Simultaneously enhancing strength-ductility synergy in the Ti2AlNb diffusion bonding joint via heterogeneous high-entropy interface design

Abstract

Brittle defects, such as continuous intermetallic compounds and straight bonding line composed of grain or phase boundaries, often form at the interface of dissimilar metals joints, resulting in the premature cracking at the interface. Therefore, bonding interfaces with excellent strength and ductility are attractive for application in welding structural components. However, increasing strength usually comes at the expense of ductility, which is known as strength-ductility trade-off. In this work, we explored a novel interface design strategy by introducing multi-scale grains into the bonding interface of the Ti2AlNb-based alloy using a heterogeneous refractory high entropy alloy.
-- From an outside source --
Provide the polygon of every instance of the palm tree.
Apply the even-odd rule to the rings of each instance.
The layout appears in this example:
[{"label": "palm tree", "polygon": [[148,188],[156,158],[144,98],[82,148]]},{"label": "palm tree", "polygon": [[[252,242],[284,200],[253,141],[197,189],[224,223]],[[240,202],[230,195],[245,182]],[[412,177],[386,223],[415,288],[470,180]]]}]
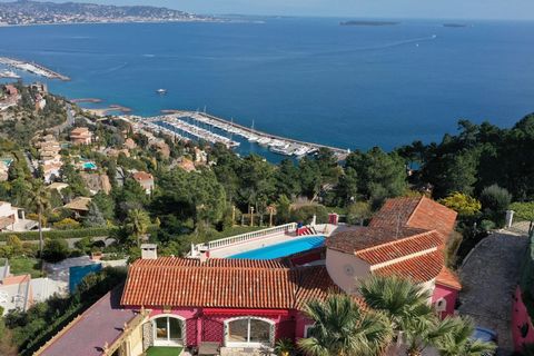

The interface was composed of the multi-sized grains, which successfully eliminated the brittle defects. Through this approach, the strength and ductility of the joint synergistically improved to 877 MPa and 11.54 %, respectively. Both strength and ductility exceeded 98 % of the mechanical performances of the base metal. The exceptional strength-ductility combination was benefiting from cooperative strain hardening mechanisms, which increased the interfacial hardening capability via in situ refinement of free path of dislocations motion. This hetero-interface strategy could expand the design ideas for the bonding interface of intermetallic compound-based alloys, and provides a new approach to synergistically increase the mechanical performance.